Tapete verde

Dia desses eu contava a um amigo de literaturas, do circo que cabia na caixa de panelas da minha avó. No tapete verde, eu despejava utensílios. Era dia de festa, de trazer um mundo para a sala. Arrastava a mesa e o chão ficava imenso demais para as crianças imaginárias pequenas que visitavam o meu grande parque. As panelas e coisas eram brilhantes, bonitas, coloridas, cheias de magia, autênticas montanhas-russas e colossais rodas-gigantes. Eu não sei quando foi que elas viraram só panelas...

Eu montava o parque ao redor do circo que cabia na sala de estar. Lembro da panela de fondue que virava o brinquedo radical giratório onde as filas se formavam. Certa vez, perguntei para a minha avó pra que servia uma panela de fondue. Não lembro da resposta. Mas entendi que servia para girar crianças e fazer elas gargalharem. O meu parque era um sucesso. O maior sucesso dos meus dias cabia dentro de uma sala. Depois, dentro de uma lembrança. 

Tinha a esteira de colocar pratos, que virava a área de alimentação. Uma vez eu acendi minúsculas velinhas de aniversário para fazer a iluminação do ambiente. Minha avó me ajudou. E também me ajudou quando elas quiseram incendiar o tapete. Após tantos aniversários, aquelas velas já eram adultas demais para brincar de circo. Foram devidamente expulsas. "Sem velas, na próxima vez!". Sem adultos que atrapalhem, também. No meu parque só cabiam crianças felizes. E eu. 

Mas tenho que dizer que, ter ido tantas vezes ao circo da sala da minha avó, me tornou uma pequena circense nata. Eu era apaixonada pelo circo desde criança, das idas ao picadeiro aos brinquedos temáticos que ganhei.
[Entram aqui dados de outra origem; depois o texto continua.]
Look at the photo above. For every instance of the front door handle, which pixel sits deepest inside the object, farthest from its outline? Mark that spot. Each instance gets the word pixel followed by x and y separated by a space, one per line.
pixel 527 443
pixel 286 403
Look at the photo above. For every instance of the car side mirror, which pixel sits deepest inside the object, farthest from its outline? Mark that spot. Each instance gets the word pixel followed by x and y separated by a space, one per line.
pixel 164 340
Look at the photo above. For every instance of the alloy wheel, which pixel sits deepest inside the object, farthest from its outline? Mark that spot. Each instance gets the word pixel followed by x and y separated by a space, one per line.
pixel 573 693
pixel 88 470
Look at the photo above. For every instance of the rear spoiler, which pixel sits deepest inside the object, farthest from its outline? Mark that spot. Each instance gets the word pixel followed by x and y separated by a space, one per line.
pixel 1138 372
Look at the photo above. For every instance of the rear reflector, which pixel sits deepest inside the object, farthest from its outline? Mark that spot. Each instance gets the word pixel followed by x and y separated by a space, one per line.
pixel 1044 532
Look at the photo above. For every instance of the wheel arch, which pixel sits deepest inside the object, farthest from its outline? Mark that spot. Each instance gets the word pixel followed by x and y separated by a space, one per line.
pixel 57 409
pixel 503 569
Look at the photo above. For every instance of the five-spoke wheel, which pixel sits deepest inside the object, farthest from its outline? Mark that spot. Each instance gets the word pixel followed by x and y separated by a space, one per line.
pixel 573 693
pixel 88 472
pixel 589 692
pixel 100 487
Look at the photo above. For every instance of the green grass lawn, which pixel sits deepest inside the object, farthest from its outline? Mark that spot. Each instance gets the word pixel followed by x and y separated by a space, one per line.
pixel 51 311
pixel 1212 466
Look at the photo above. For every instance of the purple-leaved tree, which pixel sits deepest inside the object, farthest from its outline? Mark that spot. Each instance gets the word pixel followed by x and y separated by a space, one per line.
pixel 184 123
Anos depois, eu não tive mais tempo ou costume de brincar no tapete. Eu não sei como desaparecem esses hábitos. Depois, foi a minha avó que desapareceu. Mas mora em mim um parque imenso, iluminado e colorido que se acende cada vez que sinto um sopro de lembrança das noites no tapete verde da casa de infância. Um parque se acende, eu volto pro circo, penduro nos brinquedos e - mais uma vez - sou feliz.